March 17, 2014 — North Dakota and the sole abortion clinic in the state have resolved a dispute over a law (SB 2305) requiring abortion providers to have admitting privileges at a local hospital, and the facility will be able to continue operating, the Los Angeles Times' "Nation Now" reports (Muskal, "Nation Now," Los Angeles Times, 3/14).
In 2013, the Center for Reproductive Rights filed a lawsuit against the admitting privileges requirement on behalf of Red River Women's Clinic, arguing that the rule would effectively make abortion illegal in the state. State District Judge Wickham Corwin granted a preliminary injunction against the law in July, and the trial was originally slated to be heard in court in February. It was recently taken off the court docket amid settlement talks (Women's Health Policy Report, 2/14).
The clinic's lawsuit charged that its doctors would be unable to receive privileges at any local hospitals and that they would be required to admit a certain number of patients per year to maintain privileges at Sanford Health, a local hospital (Springer, Fargo-Moorhead Forum, 3/14).
In February, Sanford, based in Fargo, N.D., and Sioux Falls, S.D., said that it had extended admitting privileges to Red River Women's Clinic's three abortion providers (Women's Health Policy Report, 2/14).
Sanford will maintain admitting privileges for the clinic's physicians as long as they maintain certain training, education and certification requirements, although it will not permit them to perform abortions at the hospital.
As part of the agreement between the state and the clinic, the Red River physicians will need to maintain admitting privileges for as long as the law is in effect.
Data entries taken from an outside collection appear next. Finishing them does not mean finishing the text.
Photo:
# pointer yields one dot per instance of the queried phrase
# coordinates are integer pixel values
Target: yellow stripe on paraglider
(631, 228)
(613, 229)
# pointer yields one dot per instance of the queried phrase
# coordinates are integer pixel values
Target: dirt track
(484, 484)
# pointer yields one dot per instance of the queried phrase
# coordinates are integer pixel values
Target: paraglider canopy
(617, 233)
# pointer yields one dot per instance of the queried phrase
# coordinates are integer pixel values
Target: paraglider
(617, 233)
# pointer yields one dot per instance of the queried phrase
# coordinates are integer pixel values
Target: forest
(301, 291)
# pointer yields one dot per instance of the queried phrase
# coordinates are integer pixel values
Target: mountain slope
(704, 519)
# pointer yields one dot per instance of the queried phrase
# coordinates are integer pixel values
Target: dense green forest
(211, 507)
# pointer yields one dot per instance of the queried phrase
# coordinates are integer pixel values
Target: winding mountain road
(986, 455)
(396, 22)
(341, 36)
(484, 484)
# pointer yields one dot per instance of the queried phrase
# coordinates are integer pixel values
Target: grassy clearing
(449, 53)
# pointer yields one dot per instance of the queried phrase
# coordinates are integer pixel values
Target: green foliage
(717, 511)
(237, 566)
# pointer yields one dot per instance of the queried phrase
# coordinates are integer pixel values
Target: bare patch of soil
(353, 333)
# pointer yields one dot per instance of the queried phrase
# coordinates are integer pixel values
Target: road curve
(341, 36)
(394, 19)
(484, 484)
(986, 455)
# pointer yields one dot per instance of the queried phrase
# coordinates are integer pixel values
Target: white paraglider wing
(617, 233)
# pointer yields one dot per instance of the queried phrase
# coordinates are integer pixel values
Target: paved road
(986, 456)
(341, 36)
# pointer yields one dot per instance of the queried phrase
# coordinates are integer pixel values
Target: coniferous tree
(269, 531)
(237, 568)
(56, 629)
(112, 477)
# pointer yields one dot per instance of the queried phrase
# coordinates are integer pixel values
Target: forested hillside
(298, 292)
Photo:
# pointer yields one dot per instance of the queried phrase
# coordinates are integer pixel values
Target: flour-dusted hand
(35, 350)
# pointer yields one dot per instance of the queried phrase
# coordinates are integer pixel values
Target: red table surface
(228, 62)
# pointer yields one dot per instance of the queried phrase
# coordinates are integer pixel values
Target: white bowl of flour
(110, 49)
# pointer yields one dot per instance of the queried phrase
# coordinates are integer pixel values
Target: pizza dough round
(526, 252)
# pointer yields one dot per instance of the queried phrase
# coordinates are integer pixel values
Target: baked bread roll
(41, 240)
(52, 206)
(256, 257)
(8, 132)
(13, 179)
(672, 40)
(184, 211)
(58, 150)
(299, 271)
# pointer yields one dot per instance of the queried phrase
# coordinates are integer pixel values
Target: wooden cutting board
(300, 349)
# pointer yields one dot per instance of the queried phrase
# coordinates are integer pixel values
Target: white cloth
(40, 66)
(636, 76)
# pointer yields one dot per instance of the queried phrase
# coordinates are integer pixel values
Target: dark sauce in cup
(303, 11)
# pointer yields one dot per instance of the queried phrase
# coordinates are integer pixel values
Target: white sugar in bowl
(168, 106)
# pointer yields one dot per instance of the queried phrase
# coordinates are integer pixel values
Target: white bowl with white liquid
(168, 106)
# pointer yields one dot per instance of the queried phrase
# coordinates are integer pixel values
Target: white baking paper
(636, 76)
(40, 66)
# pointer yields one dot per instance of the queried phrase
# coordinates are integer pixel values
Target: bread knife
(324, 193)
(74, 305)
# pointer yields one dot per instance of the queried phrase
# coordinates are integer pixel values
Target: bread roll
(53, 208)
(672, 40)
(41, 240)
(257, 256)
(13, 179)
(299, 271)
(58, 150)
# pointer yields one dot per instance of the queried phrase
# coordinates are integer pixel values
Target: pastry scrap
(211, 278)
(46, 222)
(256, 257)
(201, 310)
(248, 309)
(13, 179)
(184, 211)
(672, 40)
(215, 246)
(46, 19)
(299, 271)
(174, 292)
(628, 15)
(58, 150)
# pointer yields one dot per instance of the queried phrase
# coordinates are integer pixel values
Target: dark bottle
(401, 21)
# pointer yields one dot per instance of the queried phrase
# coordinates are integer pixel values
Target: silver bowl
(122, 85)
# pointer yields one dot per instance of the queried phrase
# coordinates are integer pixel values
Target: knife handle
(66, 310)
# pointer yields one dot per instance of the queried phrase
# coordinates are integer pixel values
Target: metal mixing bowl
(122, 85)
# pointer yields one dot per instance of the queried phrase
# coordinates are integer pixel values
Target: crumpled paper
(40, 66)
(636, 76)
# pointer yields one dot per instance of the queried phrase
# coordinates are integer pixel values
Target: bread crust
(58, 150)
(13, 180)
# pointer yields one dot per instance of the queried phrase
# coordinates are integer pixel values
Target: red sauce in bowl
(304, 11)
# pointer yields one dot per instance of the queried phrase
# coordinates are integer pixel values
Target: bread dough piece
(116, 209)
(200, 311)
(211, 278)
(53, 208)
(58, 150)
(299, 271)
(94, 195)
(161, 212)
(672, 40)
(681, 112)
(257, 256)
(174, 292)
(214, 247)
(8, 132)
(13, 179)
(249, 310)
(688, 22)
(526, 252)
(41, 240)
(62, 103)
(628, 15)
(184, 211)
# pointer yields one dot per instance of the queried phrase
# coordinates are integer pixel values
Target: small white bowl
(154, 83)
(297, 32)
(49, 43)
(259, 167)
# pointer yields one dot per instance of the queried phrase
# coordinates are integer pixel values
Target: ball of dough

Any new physicians joining the clinic will also have to obtain privileges in order to provide abortions (Fargo-Moorhead Forum, 3/14).
State Attorney General Wayne Stenehjem said Friday, "All of the clinic's physicians were able to comply with the requirements of the law by obtaining privileges at a local hospital," adding, "Because the grounds for suing the state no longer exist, that case is now moot."
Autumn Katz, a staff attorney with CRR, said, "We are pleased that the physicians at the Red River Women's Clinic have been able to obtain admitting privileges and reach a settlement with state officials, but the fact remains that this law's intention was to shutter the only abortion clinic in the state."
She added, "While the women of North Dakota can breathe a temporary sigh of relief that this particular underhanded law can no longer threaten safe and legal reproductive healthcare in their state, our court battles continue as we fight the other equally extreme efforts to ban abortion in the state" ("Nation Now," Los Angeles Times, 3/14).
Separately, North Dakota Right to Life Association Executive Director Devyn Nelson said, "We will continue to push forward and try to enact laws that protect the sanctity of life at all stages of development" (Fargo-Moorhead Forum, 3/14).